In exchange for funding, the investor takes a cut of any recovery, and the litigant gets his or her day in court.
Proponents say litigation finance levels the playing field — for example, giving small companies and individual claimants the money they need to go up against deep-pocketed corporations. And they say market forces compel firms to finance only legitimate lawsuits that have a chance of winning.
“They have an incentive to support good cases, cases that are meritorious, that will succeed, because if they lose it’s their dime,” said Selvyn Sidel, one of the industry’s pioneers. Sidel co-founded Burford Capital, the biggest player in the field. He now serves as a litigation finance adviser as head of Fulbrook Capital Management.
But critics of the practice, like the U.S. Chamber of Commerce, say incentive-based financing of lawsuits by third parties can promote frivolous cases and inflated awards and settlements.
Lisa Rickard, president of the U.S. Chamber Institute for Legal Reform, called litigation finance “a sophisticated scheme for gambling on litigation.”
“More lawsuits, more litigation uncertainty, higher settlement payoffs to satisfy cash-hungry funders, and in some instances, even corruption,” Rickard wrote in a paper, ticking off what she sees as the problems with the trend.
While experts say litigation finance is a growing field, it’s hard to get information about the size of the industry and the terms of its agreements. Funding agreements, although entered into between litigants and finance firms, are typically cloaked in the secrecy that surrounds attorney-client relationships.
“You can’t even tell in the U.S. how many [investor funded] litigations there are,” Sidel said.

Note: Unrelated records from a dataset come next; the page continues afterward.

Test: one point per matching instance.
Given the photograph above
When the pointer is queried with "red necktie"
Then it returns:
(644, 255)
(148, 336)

Investor-backed lawsuits can also give rise to conflicts of interest.
“There are conflicts between the investor and the client as well and maybe with the investor and the lawyer,” Sidel said. “The investor may feel after funding the case that it wants to settle and go to the next case. The claimant may say no.”
The lack of transparency has drawn the attention of some members of Congress.
Republican Senator Chuck Grassley, chairman of the Judiciary Committee, and Senate Republican Whip John Cornyn wrote a letter to three of the largest litigation finance firms, that are also publicly traded, asking them to turn over information about their funding agreements.
“We’re asking for … how much they’re spending. We want to know what their objectives are,” Grassley told CNN.
Grassley said he needs more information to evaluate whether the business should be subject to regulation beyond what is required in public disclosures.
“Who is benefiting the most — the person that’s been harmed, or the person that’s financing it?” Grassley asked, adding that in some instances justice might not be achieved without a third-party interest.
Burford Capital, the largest funder in the industry, said in a written response to the Judiciary Committee that oversight is unnecessary because it invests predominantly in commercial claims — in other words, lawsuits involving corporations and other sophisticated parties.
“The courts and legislatures have been clear about the legality of the business, and the tide is clearly running in favor of including litigation finance within the umbrella of protection from disclosure,” Burford said.
Grassley is also concerned that financed lawsuits could put more strain on already clogged courtrooms. “That’s a very bad problem even without people promoting lawsuits,” he said.
But Sidel, an industry pioneer, argues that judicial workloads shouldn’t be a factor. “If it’s overcrowding or increasing the crowds, then that’s not the claimants nor the investors’ faults or concern, it’s the legal system’s fault or concern,” Sidel said. “And let that expand to be able to handle it because that’s what they’re there for.”
Jacqui Miller, whose family-owned Miller UK Ltd. won a $73.6 million trade secrets award against Caterpillar Inc., said she wouldn’t have been able to prevail without litigation financing.
“The simple fact is that had we not had financing, we couldn’t have taken our case to the finishing post,” Miller said. ” Large companies use the law as a protection because for them it’s cheaper than going to court.”